Why this audit exists in May 2026
In April 2026, Cloudflare announced Project Think and OpenAI shipped its updated Agents SDK on the same day. Both reframe the agent as a long-running runtime, not a chat conversation. The runtime fetches your page, parses it, maybe executes some JavaScript, maybe negotiates a Markdown variant, maybe finds an MCP Server Card, maybe finds an Agent Skills index, and decides what to put in front of the model. The model picks citations from whatever the runtime hands it.
That is the shift the agent runtime post covers in depth. The implication for your site is that you are no longer being graded by ChatGPT or Claude. You are being graded by the runtime that fetches you on behalf of an agent that ChatGPT or Claude is operating inside. The runtime cares about machine-readable signals: well-known endpoints, response headers, content negotiation, structured manifests. None of that was in the SEO playbook eighteen months ago. Most of it is still missing on most sites.
Cloudflare's Agent Readiness Score is the cleanest single articulation of that surface I have seen. The Agent Ready Audit at /tools/agent-ready-audit/ is the browser-side implementation that lets you measure it on demand without waiting on a third-party scan queue.
The thirteen probes, in order
The five categories and the probes inside them:
Discoverability. Three probes. robots.txt (RFC 9309), Sitemap discovery, Link response headers (RFC 8288). Together they answer the question "can an agent find your discovery resources without parsing your HTML."
Content. One probe. Markdown content negotiation. Does your origin honor Accept: text/markdown and return a Markdown variant? Cloudflare ships this as a one-toggle feature; origin servers can implement it directly.
Bot Access Control. Three probes. AI bot rules in robots.txt (per-bot User-agent directives for GPTBot, ClaudeBot, PerplexityBot, Google-Extended, Applebot-Extended, etc.), Content Signals (the contentsignals.org / IETF draft directive declaring AI-usage preferences), Web Bot Auth (informational, only relevant if you operate a friendly bot).
API / Auth / MCP / Skills. Six probes. API Catalog (RFC 9727), OAuth / OIDC discovery (RFC 8414), OAuth Protected Resource (RFC 9728), MCP Server Card (SEP-2127), Agent Skills index (v0.2.0), WebMCP. This is the densest category and the one most sites are weakest on, because every one of these is a specification that landed inside the last twelve months.
Commerce. Four probes, all informational. x402 (HTTP 402 Payment Required), MPP (Machine Payment Protocol), UCP (Universal Commerce Protocol), ACP (Agentic Commerce Protocol). These only matter if you sell to agents. A read-only content site honestly skips this entire category and the score reflects that.
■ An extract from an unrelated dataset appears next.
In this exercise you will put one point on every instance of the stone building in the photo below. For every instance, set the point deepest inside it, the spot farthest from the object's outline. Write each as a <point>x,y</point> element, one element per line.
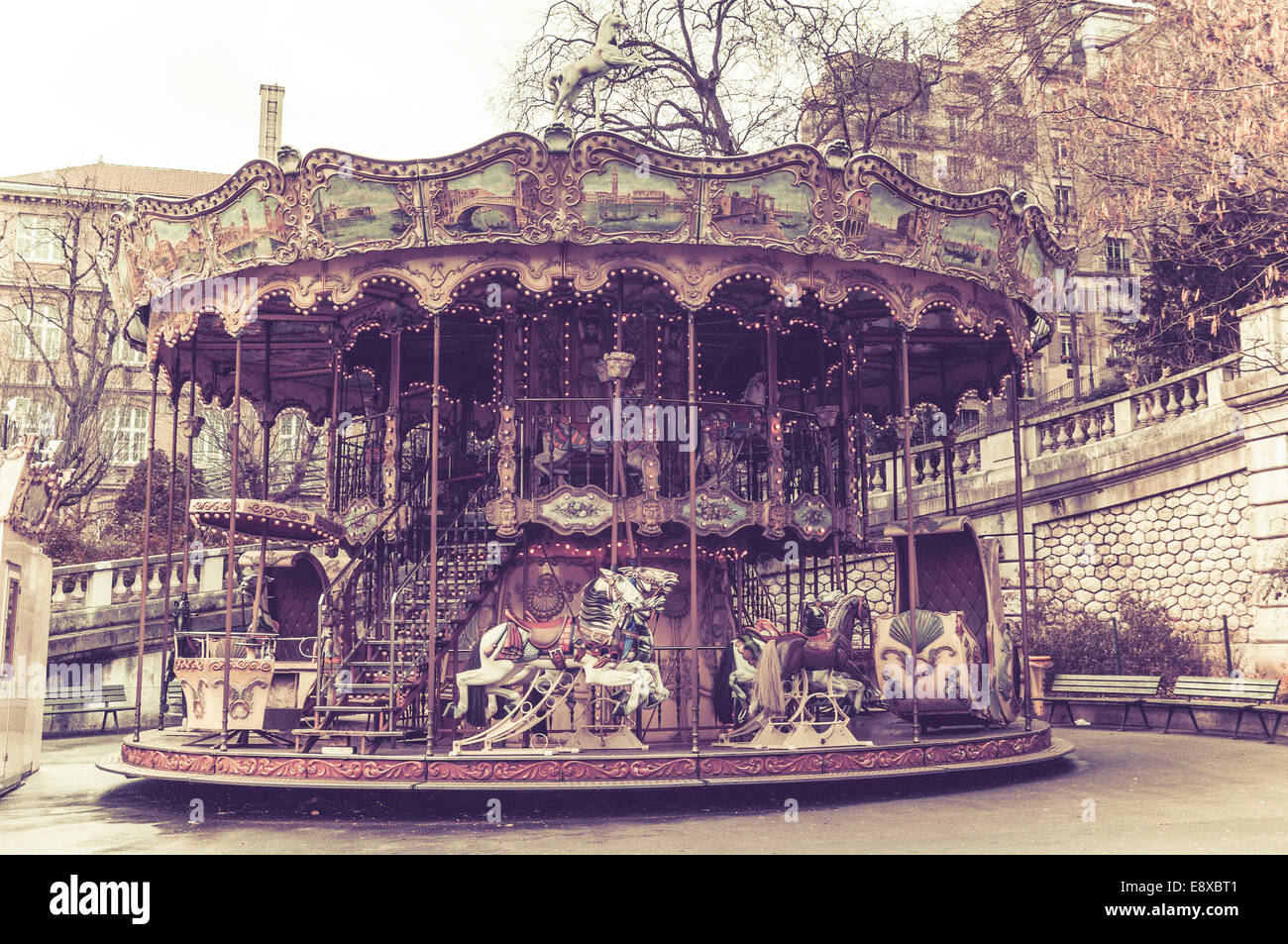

Twelve of the thirteen are scored. The score is passed / scored * 100 rounded to a whole number. Levels: 80+ is Agent-Native, 60-79 is Agent-Friendly, 40-59 is Agent-Aware, 20-39 is Discoverable, anything lower is Basic Web Presence.
What each probe actually checks
The full per-probe documentation lives on the dedicated reference page at /tools/agent-ready-audit-reference/, one Fix pill and one Learn pill per check, just like the cross-audit pattern the rest of the site uses. Quick highlights for the probes that catch most sites by surprise:
Link response headers. Most sites do not send Link: response headers pointing to discovery resources. Adding them is a one-line _headers change on Netlify, a one-line nginx config, a one-line Apache config. The tool shows you exactly what to add.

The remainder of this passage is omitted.